Je lui donnai une seconde gorgée de l'élixir; il se souleva alors sur une main et appuya l'autre sur sa poitrine.
—Ah! voilà la première fois que je respire depuis que j'ai reçu votre coup de couteau, capitaine; cela fait du bien de respirer.
—Mon fils, dit fra Girolamo, profitez de ce que Dieu vous secourt pour nous dire ce secret qui vous étouffe plus encore que votre blessure.
—Mais si j'allais ne pas mourir, mon père, s'écria Gaëtano: si j'allais ne pas mourir! il serait inutile que je me confessasse. J'ai déjà vu la mort d'aussi près qu'en ce moment-ci, et cependant j'en suis revenu.
—Mon fils, dit fra Girolamo, c'est une tentation du démon qui, à cette heure, dispute votre âme à Dieu. Ne croyez pas les conseils du maudit. Dieu seul sait si vous devez vivre ou mourir; mais agissez toujours comme si votre mort était sûre.
—Vous avez raison, mon père, dit Gaëtano en essuyant avec son mouchoir une écume rougeâtre qui humectait ses lèvres; vous avez raison: écoutez, et vous aussi, capitaine.
Je m'assis au pied du lit, fra Girolamo s'assit au chevet, prit dans ses deux mains les deux mains du moribond, qui commença:
—J'aimais une femme; c'est celle à laquelle est adressée la lettre que je vous ai donnée, mon père, pour qu'elle lui fût remise en cas de mort. Cette femme, je l'avais aimée jeune fille; mais je n'étais pas assez riche pour être agréé par ses parents: on la donna à un marchand grec, jeune encore, mais qu'elle n'aimait pas. Nous fûmes séparés. Dieu sait que je fis tout ce que je pus pour l'oublier. Pendant un an je voyageai, et peut-être ne fusse-je jamais revenu à Malte, si je n'eusse reçu la nouvelle que mon père était mourant.

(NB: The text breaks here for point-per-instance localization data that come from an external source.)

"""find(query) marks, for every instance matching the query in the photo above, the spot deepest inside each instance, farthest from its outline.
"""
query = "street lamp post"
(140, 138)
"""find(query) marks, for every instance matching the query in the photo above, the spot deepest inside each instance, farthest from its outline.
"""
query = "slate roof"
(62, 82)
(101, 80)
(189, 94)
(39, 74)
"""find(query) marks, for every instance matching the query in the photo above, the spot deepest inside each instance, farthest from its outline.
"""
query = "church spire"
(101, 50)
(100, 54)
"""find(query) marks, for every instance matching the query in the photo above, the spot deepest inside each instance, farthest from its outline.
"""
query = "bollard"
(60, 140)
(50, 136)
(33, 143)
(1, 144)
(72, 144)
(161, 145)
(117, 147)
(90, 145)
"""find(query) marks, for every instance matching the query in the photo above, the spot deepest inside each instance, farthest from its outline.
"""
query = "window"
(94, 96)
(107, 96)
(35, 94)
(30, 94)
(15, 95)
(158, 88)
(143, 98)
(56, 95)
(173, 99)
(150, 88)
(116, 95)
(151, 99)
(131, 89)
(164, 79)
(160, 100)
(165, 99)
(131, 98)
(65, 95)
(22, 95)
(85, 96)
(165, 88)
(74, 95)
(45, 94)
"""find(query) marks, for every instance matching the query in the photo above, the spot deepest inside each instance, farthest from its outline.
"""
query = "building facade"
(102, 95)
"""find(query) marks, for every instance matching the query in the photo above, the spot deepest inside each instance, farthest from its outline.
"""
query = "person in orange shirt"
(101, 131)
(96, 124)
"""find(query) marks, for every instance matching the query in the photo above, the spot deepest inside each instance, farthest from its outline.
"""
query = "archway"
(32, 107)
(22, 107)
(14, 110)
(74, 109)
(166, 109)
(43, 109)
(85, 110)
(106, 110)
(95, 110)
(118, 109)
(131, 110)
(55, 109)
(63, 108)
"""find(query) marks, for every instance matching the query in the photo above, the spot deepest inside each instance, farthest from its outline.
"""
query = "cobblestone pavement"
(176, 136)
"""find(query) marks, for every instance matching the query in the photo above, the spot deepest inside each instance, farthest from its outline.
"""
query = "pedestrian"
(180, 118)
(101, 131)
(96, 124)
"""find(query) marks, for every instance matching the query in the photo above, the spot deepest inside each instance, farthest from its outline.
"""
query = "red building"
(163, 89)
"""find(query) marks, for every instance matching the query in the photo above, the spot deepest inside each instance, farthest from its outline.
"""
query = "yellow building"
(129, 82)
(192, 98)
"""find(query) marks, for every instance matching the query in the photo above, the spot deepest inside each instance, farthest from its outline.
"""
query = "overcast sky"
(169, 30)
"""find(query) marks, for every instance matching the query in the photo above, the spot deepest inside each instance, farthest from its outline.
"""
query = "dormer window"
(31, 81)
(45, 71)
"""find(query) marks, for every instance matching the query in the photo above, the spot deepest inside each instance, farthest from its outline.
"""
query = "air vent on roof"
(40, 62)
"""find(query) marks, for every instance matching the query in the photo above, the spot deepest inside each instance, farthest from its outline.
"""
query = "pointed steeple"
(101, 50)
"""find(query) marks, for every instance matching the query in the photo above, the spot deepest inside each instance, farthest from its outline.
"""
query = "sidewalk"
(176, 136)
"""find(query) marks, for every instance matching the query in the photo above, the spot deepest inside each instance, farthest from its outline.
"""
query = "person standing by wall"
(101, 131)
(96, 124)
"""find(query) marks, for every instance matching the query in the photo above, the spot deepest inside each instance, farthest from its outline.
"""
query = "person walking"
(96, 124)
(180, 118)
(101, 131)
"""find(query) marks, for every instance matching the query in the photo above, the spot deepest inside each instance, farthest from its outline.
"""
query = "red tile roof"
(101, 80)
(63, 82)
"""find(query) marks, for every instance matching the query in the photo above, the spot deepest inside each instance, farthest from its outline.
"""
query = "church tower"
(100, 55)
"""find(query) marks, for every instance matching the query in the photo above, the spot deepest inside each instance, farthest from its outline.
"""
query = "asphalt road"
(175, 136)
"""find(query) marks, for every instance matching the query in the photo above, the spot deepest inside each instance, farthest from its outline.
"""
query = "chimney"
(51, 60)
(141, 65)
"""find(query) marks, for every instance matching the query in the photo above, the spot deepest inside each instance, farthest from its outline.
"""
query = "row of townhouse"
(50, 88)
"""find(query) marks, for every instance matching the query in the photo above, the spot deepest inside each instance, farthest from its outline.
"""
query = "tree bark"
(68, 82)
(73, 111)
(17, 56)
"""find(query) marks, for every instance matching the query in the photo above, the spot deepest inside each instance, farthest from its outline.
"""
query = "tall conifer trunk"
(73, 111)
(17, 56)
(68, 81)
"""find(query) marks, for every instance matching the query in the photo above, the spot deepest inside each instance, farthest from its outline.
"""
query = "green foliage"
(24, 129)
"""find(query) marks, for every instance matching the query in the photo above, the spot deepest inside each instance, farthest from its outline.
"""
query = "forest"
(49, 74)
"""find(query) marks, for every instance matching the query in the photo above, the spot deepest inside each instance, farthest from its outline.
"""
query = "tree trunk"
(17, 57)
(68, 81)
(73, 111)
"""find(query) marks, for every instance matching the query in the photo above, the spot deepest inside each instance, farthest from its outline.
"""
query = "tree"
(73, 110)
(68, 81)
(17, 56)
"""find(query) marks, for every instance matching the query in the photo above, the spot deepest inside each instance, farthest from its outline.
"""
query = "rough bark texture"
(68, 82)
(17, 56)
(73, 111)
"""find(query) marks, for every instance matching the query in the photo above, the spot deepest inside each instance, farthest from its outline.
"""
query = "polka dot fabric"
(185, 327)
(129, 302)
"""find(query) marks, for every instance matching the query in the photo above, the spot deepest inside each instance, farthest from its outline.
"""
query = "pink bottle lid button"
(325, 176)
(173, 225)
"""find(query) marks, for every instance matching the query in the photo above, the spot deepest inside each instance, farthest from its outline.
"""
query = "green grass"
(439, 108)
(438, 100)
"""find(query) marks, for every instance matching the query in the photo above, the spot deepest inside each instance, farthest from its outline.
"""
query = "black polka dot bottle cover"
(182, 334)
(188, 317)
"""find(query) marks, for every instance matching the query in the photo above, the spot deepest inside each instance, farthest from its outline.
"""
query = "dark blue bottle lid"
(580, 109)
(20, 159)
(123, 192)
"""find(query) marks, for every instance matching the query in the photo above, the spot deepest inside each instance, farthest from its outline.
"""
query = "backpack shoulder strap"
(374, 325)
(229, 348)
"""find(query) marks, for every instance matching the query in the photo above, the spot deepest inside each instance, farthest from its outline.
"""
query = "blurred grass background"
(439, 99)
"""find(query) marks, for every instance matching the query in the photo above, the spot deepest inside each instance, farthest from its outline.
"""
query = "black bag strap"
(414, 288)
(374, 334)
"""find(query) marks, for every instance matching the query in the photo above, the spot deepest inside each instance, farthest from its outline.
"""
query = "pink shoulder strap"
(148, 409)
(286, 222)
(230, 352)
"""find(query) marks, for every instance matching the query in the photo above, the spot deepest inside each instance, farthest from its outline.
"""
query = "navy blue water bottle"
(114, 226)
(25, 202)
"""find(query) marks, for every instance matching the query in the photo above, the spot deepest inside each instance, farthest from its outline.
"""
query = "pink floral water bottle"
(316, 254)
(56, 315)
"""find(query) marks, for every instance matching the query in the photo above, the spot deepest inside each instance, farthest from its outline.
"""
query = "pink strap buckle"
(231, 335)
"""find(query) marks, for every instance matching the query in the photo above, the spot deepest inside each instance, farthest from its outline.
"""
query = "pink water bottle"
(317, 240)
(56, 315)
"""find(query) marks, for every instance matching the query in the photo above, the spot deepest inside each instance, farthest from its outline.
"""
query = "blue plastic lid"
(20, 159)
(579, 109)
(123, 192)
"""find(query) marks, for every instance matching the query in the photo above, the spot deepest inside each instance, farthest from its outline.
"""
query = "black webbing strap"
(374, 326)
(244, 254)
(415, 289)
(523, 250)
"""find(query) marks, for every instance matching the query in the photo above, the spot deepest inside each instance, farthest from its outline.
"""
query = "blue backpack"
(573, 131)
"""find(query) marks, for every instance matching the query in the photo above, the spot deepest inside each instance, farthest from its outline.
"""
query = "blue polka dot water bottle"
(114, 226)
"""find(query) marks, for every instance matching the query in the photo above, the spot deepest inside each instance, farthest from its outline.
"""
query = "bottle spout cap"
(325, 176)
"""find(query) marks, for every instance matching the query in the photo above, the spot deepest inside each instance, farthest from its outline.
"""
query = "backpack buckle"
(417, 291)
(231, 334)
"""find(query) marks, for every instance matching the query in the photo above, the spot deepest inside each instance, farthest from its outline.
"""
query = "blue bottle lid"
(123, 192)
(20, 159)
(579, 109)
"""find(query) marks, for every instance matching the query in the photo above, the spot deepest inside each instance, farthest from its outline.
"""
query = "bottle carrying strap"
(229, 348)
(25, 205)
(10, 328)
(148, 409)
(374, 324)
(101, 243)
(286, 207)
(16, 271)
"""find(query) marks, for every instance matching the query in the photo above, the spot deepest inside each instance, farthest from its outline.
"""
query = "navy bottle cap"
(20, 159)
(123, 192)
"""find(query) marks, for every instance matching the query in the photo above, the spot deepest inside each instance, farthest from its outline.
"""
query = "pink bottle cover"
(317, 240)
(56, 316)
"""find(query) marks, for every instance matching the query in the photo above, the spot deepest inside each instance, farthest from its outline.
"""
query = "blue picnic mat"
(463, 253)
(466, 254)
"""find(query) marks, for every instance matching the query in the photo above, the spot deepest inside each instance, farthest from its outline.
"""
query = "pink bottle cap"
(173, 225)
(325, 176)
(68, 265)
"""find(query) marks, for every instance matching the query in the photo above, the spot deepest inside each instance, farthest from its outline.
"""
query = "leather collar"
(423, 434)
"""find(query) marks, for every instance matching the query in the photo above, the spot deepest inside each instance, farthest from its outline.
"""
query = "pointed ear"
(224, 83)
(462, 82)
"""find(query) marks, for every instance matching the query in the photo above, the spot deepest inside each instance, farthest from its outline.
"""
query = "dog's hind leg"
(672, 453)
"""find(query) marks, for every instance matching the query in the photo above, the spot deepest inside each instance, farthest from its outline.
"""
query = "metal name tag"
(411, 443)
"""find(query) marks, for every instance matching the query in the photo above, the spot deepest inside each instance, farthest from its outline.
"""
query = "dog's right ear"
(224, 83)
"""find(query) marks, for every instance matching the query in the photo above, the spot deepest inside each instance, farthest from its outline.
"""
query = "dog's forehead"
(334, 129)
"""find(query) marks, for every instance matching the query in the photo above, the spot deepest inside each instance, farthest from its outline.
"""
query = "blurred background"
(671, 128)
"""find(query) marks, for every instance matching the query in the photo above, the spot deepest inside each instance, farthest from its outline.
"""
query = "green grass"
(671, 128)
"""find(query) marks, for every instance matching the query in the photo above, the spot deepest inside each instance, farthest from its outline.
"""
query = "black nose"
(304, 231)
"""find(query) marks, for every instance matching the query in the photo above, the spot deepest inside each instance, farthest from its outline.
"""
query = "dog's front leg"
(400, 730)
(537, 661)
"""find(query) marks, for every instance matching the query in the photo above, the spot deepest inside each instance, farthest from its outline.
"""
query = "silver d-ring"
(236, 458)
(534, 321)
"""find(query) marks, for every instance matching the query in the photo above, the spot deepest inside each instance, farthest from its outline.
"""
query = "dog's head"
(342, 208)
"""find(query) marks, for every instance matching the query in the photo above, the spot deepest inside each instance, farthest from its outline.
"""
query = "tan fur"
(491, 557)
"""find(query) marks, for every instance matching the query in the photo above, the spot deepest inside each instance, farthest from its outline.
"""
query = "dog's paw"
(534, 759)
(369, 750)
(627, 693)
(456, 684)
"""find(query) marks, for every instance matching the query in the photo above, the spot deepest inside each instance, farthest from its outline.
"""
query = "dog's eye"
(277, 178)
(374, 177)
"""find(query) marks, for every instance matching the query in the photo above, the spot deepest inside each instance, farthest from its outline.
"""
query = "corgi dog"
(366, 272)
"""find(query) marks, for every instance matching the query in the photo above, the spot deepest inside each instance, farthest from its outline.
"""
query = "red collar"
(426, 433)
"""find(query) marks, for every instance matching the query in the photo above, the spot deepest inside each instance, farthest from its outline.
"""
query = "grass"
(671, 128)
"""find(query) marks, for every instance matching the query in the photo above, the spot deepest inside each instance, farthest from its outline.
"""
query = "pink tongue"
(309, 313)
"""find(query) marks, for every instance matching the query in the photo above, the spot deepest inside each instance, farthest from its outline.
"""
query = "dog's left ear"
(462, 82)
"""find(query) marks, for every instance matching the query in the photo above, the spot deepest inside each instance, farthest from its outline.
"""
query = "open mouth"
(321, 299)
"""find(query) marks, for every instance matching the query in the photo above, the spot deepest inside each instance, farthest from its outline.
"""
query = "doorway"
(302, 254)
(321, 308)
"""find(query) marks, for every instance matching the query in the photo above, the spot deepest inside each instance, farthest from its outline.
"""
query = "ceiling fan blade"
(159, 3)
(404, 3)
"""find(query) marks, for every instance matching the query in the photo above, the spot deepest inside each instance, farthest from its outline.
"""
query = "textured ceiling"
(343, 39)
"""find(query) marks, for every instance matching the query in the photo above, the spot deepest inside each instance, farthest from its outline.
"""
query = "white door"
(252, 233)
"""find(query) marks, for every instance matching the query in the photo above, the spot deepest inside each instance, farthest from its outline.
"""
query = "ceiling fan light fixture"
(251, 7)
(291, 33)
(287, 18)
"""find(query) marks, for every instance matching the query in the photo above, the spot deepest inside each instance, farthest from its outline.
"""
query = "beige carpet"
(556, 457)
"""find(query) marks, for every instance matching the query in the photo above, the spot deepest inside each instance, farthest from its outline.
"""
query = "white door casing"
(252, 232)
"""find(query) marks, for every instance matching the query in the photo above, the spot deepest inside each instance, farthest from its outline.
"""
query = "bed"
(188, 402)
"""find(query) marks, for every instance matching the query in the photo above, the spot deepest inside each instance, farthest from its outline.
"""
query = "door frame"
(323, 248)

Trois jours après mon retour, mon père était mort. En suivant son convoi, je passai devant la maison de Lena. Malgré moi, je levai la tête, et à travers la jalousie j'aperçus ses yeux. De ce moment, il me sembla ne l'avoir pas quittée un instant, et je sentis que je l'aimais plus que jamais.
Le soir, je revins sous cette fenêtre. J'y étais à peine, que j'entendis le petit cri que faisaient en s'écartant les planchettes des persiennes; au même moment une lettre tomba à mes pieds. Cette lettre me disait que dans deux jours son mari partait pour Candie, et qu'elle restait seule avec sa vieille nourrice. J'aurais dû partir, je le sais bien, mon père, j'aurais dû fuir aussi loin que la terre eût pu me porter, ou bien entrer dans quelque couvent, faire raser mes cheveux, et m'abriter sous quelque saint habit qui eût étouffé mon amour; mais j'étais jeune, j'étais amoureux: je restai.